France: May Day demonstrators protest attacks on social programs

By Antoine Lerougetel
3 May 2004

May Day demonstrations taking place across France were smaller than those of the last two years. In Paris the crowd was estimated at 14,000 to 30,000, with demonstrators marching from the Place de la République with lively contingents from the unemployed organisations at the head. Many green “cartes vitals,” the electronic card used to access public health care services, were brandished. Some half of the demonstrators marched behind CGT trade union banners.

Millions took to the streets in 2002 to protest fascist Jean-Marie Le Pen reaching the second round of the presidential elections. In 2003, large demonstrations took place in opposition to the Chirac-Raffarin government’s cuts in pension rights and dismantling of the public education service.

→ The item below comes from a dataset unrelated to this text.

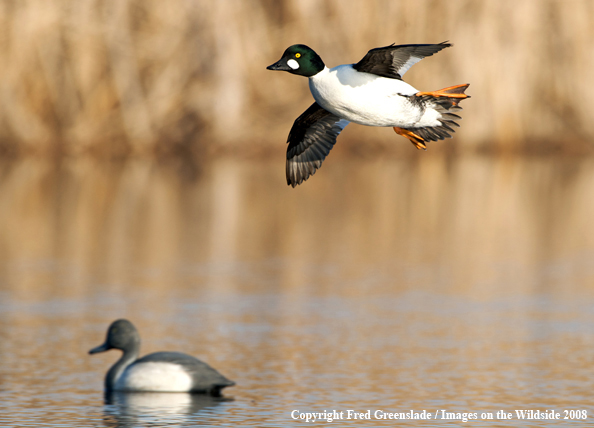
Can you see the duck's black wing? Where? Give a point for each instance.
(393, 61)
(311, 138)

This year, these same issues remain. The government has continued the assault on workers’ rights with attacks on unemployment benefits, which have deprived over 200,000 workers of payments since January 1, and plans for savage reductions in health provision and sickness benefits.

The relative smallness of the demonstrations this year, coming as they do after a routing for the ruling UMP party in the regional elections—where Chirac’s representatives were wiped out of the controlling position in all but one of France’s regions—can only be explained by the lack of political perspective put forward by the parties of the left.

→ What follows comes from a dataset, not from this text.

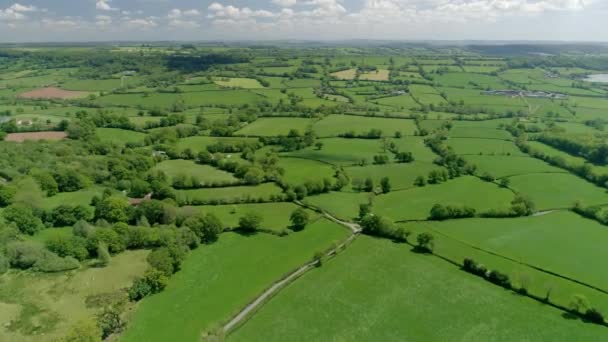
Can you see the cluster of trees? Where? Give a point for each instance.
(456, 165)
(595, 153)
(440, 212)
(371, 134)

Many organizations handed out leaflets on the demonstrations, but the absence of any political perspective—apart from vague appeals to put pressure on the government to halt its counter-reforms—was very noticeable.

A team of WSWS supporters handed out the WSWS statement “One year since the US invasion of Iraq”, which draws a balance sheet of the first year of the US-led coalition’s illegal occupation of Iraq and calls for a socialist alternative to the war.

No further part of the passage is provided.